Надя ужасно покраснела.
— У него борода, как у норвежского рыбака…
— Ну, конечно, знаю Лабунского. В какой он палате?
— Я могу проводить вас.
— Идемте.
Карбышев вскочил, подпрыгнул и сразу оказался на костылях…
…Лабунский жаловался на ноги:
— Чуть погода меняется, нестерпимо болят, проклятые…
И, рассказав историю своей несостоявшейся гангрены, помянул скверным словом фасонные сапоги, из-за которых едва не простился с ногами.
— Собиновский фасон, — сказал Карбышев, — кстати: зачем вам понадобилось наврать мне с три короба насчет этих сапог?
— Наврать? — задумчиво повторил Лабунский. — Хм! Да, я действительно тогда… Но видите ли: во-первых, рассказ получился эффектный, а во-вторых, кто же верит всему, что люди болтают? Вот, например, если я скажу, что собираюсь жениться на Наденьке Наркевич…
— Не поверю!
— Благоразумно!
Карбышев засмеялся.
— А впрочем, кто вас знает? Может быть, и поверю. Все, дорогой мой, можно, все! Только стол называть комодом нельзя!
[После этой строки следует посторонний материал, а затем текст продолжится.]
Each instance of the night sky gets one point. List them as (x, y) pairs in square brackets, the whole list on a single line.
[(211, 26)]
К койке подошел доктор Османьянц.
— Здравствуйте, господа храбрецы!
— А что такое храбрость, Нерсес Михайлович? — спросил Лабунский.
— Храбрость? Пожалуйста. Храбр тот, кто умеет трусить незаметно. Храбрость — результат
воспитания…— Ересь! Утверждаю, что люди родятся храбрыми.
— И так бывает. Но если даже самый храбрый неврастеник попадает на фронт, тут ему непременно крышка — физическая или психологическая. Поэтому трусы среди живых столь же неизбежны, как храбрецы среди мертвых. Слыхали про генерала Опимахова?
— Нет, — сказал Лабунский.
— Я знаю генерала Опимахова, — отозвался Карбышев, — да ведь он и храбр и жив…
Османьянц засветился своей «склеротической» улыбочкой.
— Конечно, храбр. Но жив только потому, что еще не умер.
— То есть?
— Живой мертвец… Однако сегодня приедет осматривать госпиталь.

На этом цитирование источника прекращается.